The Royal Opera House’s Engender Festival is back – bringing together today’s most exciting opera makers, writers, creatives and changemakers. The festival is situated in and around the Linbury Theatre – The Royal Opera’s home for innovation – and this year takes its cue from the progressive thinking and ground-breaking productions found on the Linbury Theatre stage, which for the first-time features two new female-led operas.
Running from Friday 30 June–Sunday 2 July, the Engender festival features an inspiring lineup of events which includes collaborative conversations, events and performances with leading creatives, writers, and new and emerging voices from the world of opera and beyond.
Kicking off the festival on Friday 30 June will be an Insight with the team behind Woman at Point Zero (on stage from Wednesday 28 June) – conductor Kanako Abe, composer Bushra El-Turk, and Shubbak’s joint CEO Alia Alzougbi will be discussing the piece in a discussion chaired by writer and director Uzma Hameed.
This will be followed by the final performance of the opera, which is inspired by the seminal novel by Egyptian writer and feminist Nawal El Saadawi. The multimedia work tells a tale of abuse and emancipation and brings together a stellar creative team that includes composer Bushra El-Turk, director Laila Soliman, writer Stacy Hardy and scenographer and film designer Bissane Al Charif. Conducted by Kanako Abe, the music blends Western and Middle Eastern traditions, and is performed on a unique mix of ancient folk instruments by musicians from all over the world.

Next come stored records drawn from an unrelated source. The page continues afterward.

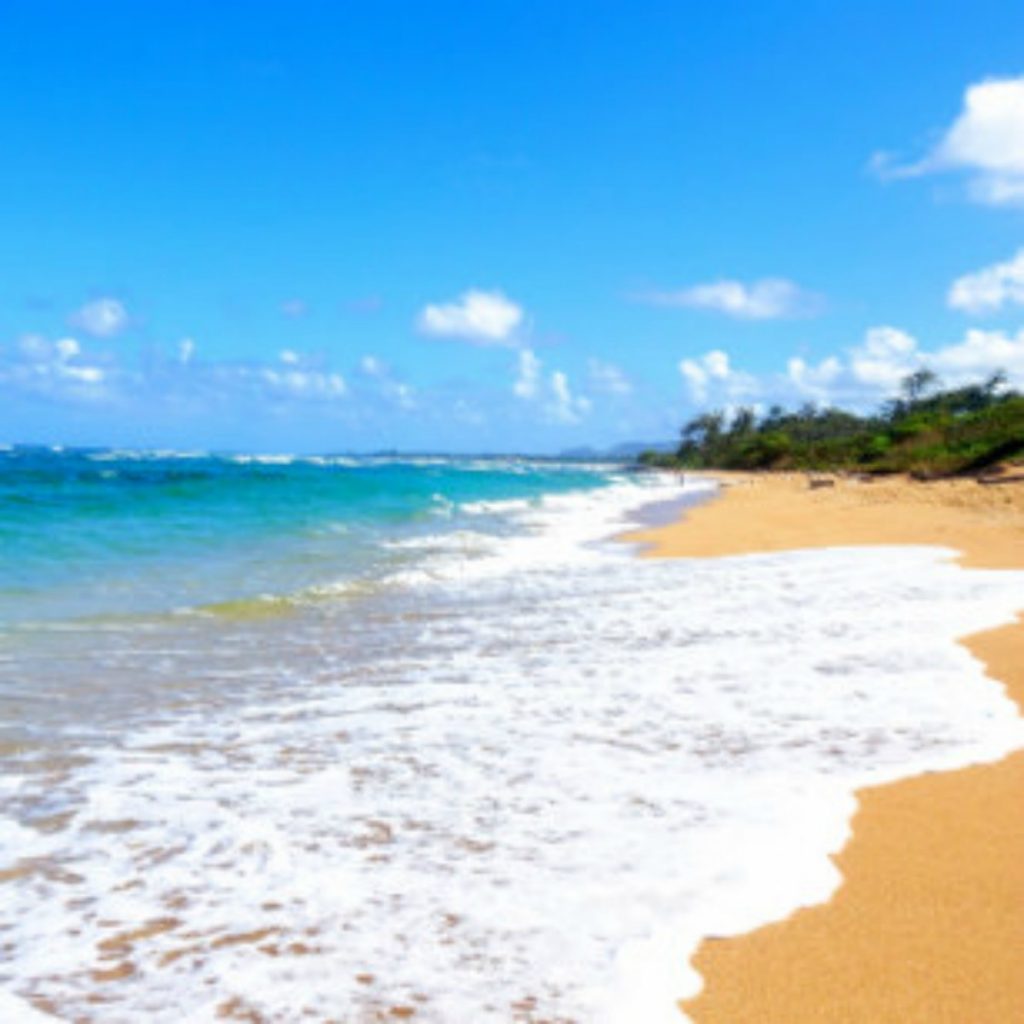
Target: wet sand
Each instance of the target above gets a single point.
(929, 923)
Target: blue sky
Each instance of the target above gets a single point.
(505, 226)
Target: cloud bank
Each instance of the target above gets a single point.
(769, 298)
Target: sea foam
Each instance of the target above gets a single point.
(517, 785)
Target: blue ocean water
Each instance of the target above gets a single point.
(109, 534)
(302, 739)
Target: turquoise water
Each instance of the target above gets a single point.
(107, 532)
(308, 739)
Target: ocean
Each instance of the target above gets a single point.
(327, 738)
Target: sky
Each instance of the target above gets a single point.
(502, 226)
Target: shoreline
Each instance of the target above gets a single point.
(927, 924)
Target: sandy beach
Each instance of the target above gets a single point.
(929, 924)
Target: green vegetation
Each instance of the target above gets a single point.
(927, 431)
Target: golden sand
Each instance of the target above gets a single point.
(928, 927)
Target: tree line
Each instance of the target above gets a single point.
(927, 430)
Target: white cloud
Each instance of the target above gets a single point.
(101, 317)
(816, 381)
(608, 378)
(553, 393)
(527, 382)
(303, 384)
(990, 288)
(55, 370)
(884, 358)
(477, 316)
(712, 377)
(564, 406)
(980, 354)
(986, 140)
(770, 298)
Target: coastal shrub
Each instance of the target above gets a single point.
(926, 431)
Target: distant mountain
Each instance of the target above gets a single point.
(627, 450)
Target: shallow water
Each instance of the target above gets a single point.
(518, 777)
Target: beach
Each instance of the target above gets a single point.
(927, 925)
(443, 745)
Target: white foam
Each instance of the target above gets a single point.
(537, 790)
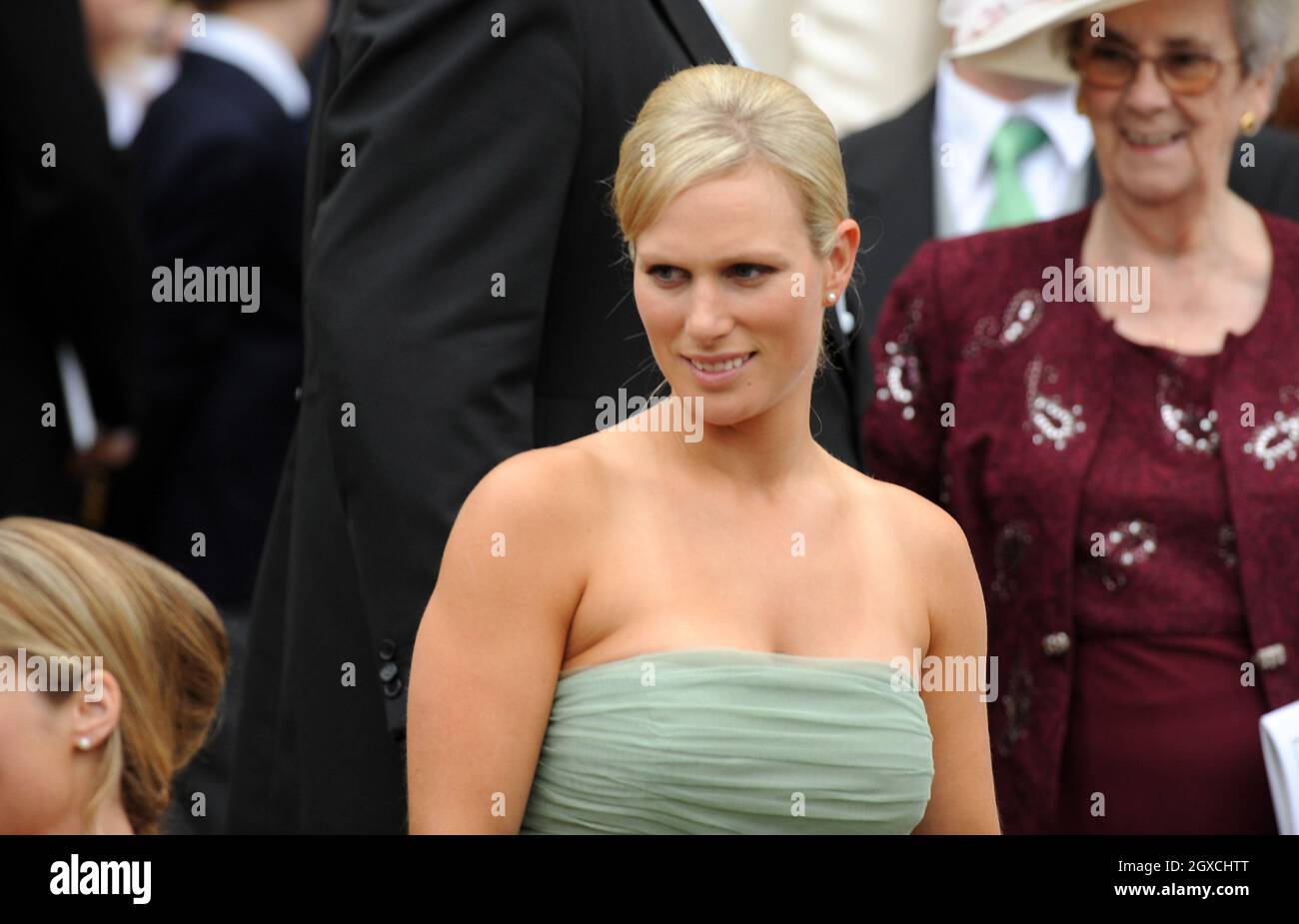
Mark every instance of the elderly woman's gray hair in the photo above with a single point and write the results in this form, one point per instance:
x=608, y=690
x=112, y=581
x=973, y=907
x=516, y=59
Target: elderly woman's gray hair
x=1260, y=29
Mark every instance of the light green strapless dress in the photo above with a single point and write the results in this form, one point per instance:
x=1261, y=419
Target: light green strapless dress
x=723, y=740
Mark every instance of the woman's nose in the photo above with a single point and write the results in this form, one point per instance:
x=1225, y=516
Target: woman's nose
x=1147, y=91
x=708, y=317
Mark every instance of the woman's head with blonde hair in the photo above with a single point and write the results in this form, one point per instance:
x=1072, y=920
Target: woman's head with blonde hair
x=74, y=762
x=736, y=165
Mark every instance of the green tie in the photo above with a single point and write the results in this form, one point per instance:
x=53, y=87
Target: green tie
x=1016, y=139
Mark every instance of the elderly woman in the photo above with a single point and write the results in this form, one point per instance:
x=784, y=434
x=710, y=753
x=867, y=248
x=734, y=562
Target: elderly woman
x=1109, y=407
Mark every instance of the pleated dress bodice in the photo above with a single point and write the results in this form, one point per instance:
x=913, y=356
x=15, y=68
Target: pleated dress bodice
x=732, y=741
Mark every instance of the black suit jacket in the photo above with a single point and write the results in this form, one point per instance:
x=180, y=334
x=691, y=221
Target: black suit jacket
x=220, y=170
x=481, y=161
x=66, y=255
x=890, y=170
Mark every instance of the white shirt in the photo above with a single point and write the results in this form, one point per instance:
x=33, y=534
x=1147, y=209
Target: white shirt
x=258, y=55
x=965, y=122
x=727, y=34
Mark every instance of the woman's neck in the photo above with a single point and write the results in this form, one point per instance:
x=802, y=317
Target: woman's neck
x=764, y=455
x=1186, y=228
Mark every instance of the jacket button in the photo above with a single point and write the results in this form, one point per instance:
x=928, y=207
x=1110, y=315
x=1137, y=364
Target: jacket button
x=1271, y=657
x=1055, y=644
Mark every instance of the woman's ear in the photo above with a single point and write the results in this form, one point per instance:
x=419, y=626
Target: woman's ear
x=95, y=710
x=843, y=256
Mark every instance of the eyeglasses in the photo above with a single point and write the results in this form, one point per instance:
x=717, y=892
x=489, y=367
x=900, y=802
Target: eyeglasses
x=1105, y=65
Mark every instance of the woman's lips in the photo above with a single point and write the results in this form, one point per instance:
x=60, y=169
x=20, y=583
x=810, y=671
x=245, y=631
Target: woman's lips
x=715, y=377
x=1151, y=142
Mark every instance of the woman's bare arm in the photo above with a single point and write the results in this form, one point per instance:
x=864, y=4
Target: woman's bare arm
x=962, y=799
x=492, y=642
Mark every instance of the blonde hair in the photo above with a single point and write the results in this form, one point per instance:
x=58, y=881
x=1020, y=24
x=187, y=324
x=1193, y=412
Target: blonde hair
x=712, y=120
x=70, y=592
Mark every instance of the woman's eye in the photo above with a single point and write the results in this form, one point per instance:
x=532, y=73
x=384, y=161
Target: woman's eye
x=749, y=272
x=662, y=273
x=1187, y=60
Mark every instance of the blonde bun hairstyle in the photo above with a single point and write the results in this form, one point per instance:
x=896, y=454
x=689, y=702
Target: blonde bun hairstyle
x=708, y=121
x=70, y=592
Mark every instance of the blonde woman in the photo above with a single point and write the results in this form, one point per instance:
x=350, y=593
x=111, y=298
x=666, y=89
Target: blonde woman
x=687, y=631
x=146, y=657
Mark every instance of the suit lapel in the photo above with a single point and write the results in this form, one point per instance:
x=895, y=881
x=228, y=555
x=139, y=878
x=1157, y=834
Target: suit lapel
x=695, y=31
x=1092, y=179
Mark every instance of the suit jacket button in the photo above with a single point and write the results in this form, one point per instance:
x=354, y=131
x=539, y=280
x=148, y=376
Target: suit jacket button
x=1271, y=657
x=1056, y=644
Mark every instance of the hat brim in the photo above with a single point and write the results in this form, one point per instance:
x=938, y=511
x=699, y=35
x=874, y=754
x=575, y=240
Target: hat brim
x=1020, y=46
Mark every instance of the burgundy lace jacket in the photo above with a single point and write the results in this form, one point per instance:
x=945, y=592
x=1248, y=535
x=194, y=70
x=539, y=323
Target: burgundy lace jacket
x=990, y=400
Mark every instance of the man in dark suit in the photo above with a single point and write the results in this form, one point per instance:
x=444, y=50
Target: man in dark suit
x=466, y=302
x=891, y=183
x=220, y=166
x=66, y=255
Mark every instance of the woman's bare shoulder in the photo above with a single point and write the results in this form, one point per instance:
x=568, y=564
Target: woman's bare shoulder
x=922, y=529
x=542, y=484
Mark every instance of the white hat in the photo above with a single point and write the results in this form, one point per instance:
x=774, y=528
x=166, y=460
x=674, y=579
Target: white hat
x=1013, y=37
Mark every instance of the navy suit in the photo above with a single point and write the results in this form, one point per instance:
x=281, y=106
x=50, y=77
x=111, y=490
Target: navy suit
x=220, y=170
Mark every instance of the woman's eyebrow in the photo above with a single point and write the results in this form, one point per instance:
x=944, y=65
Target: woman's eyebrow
x=1176, y=43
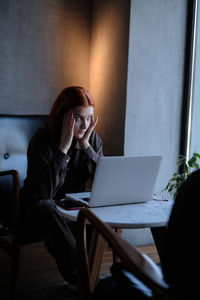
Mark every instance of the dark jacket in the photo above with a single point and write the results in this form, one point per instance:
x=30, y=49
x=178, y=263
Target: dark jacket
x=51, y=173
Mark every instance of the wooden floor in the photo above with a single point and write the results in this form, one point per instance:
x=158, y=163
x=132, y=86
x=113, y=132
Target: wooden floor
x=38, y=275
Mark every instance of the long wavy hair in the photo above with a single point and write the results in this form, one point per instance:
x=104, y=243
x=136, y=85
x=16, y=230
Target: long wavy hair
x=70, y=97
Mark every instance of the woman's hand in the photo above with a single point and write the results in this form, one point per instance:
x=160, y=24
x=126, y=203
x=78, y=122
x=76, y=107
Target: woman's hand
x=67, y=132
x=84, y=141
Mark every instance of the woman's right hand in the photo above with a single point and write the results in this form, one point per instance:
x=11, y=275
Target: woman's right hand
x=67, y=132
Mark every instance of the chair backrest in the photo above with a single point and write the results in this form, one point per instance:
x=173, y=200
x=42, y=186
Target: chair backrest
x=15, y=134
x=141, y=266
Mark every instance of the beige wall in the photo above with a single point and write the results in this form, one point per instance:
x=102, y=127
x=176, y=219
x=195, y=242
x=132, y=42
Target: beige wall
x=44, y=46
x=108, y=70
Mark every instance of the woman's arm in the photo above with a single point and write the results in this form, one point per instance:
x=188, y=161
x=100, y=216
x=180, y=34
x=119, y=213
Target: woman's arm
x=47, y=167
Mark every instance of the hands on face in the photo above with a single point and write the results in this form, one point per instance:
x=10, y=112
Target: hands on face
x=84, y=141
x=67, y=133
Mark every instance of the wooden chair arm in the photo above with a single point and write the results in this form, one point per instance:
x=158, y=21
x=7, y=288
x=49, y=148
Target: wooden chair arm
x=139, y=264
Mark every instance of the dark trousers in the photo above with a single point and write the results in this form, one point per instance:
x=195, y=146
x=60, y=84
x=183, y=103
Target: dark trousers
x=43, y=220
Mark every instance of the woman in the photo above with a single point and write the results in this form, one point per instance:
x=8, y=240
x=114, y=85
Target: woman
x=62, y=156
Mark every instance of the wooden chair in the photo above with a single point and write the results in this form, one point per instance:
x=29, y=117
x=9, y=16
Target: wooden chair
x=141, y=266
x=15, y=133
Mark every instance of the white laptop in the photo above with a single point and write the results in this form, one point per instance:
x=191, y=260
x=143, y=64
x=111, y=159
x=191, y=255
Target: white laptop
x=121, y=180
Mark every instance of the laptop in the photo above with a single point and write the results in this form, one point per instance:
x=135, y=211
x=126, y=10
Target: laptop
x=120, y=180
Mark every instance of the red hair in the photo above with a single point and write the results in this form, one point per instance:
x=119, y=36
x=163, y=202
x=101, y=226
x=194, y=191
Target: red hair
x=70, y=97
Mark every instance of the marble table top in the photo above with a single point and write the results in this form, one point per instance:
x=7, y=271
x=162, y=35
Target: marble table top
x=153, y=213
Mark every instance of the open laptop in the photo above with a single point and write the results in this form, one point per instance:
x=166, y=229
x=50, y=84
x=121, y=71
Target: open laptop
x=120, y=180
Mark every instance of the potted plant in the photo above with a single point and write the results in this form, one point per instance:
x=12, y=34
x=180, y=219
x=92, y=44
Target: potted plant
x=186, y=167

Also opening at the Engender Festival is History of the Present – a new experimental feminist opera-film about class and conflict. A collaboration between Maria Fusco and Margaret Salmon, the work premiered in Belfast in April 2023 as part of a series of events to mark the 25th anniversary of the Good Friday Agreement, and features new compositions by Annea Lockwood, libretto by Maria Fusco and improvisational vocal work by Héloïse Werner. The work is touring nationally and internationally, at Art Night Dundee 24 June, and Edinburgh Art Festival 11 August 2023.
Made on 35mm and video in the streets of Belfast, the Ulster Museum and backstage at ROH, History of the Present observes how defensive architecture defines movement to enforce intersectional histories and identities within daily experiences in conflict and post-conflict zones on an international level. Early stages of the work were developed by Maria Fusco during the 2020 Engender Festival, as part of the Opera in Progress series, small commissions supporting the initiation of new ideas.
Maria Fusco, who grew up beside a peaceline in Belfast during The Troubles, explains: ‘The opera-film features archival recordings of women’s voices from my own family recordings, made when I was a child. I’m interested in how you learn accent through tone and range, how the environment seeps into you, how you try to assimilate. I was deeply honoured Annea agreed to compose new music for the work; her pioneering work in field-recordings has been an inspiration for a long time. We utilised other archival materials, which Héloïse, a trained opera singer, improvises with ‘emblematic’ Belfast military sounds: a helicopter, a Saracen, and a riot. We made the decision in the work not to include any visual archival material, but instead to focus on the sonic. When I was growing up, you would often hide when a riot was happening, not stand staring out at it. Your experience of violence is largely sonic: you’re a reluctant participant.’
The Festival is part of The Royal Opera’s Engender initiative, now in its 5th year led by creative producers Sarah Crabtree and Kate Wyatt, which aims to deliver transformational change, to amplify the work of women and non-binary individuals, to provide a space of support for those in the sector, and to drive gender equality both on stage and behind the scenes.
For the first time ever, the event this year includes network meetups in Birmingham and Leeds, delivered in partnership with Opera North and writer Vanessa Oakes, bringing together opera makers for creative exchanges and to build their networks.
Sarah Crabtree and Kate Wyatt, Creative Producers for The Royal Opera and cofounders of Engender said: ‘Over the last four years, Engender has grown in ways we never expected. Each year has new firsts. This year we are thrilled to have meetups outside of London – showing the strength of the network across the UK – and showcasing the need and impact of these conversations across the UK. We also host two operas within the festival this year – one, History of the Present, was developed through our ‘Opera-in-Progress’ initiative – and is the first production to be fully commissioned and premiered in this scheme.’
In addition to events in the Linbury Theatre, a programme of informal fringe events will be running throughout the festival, including a brunch in the ROH Piazza with poet, playwright, essayist and political activist lisa luxx.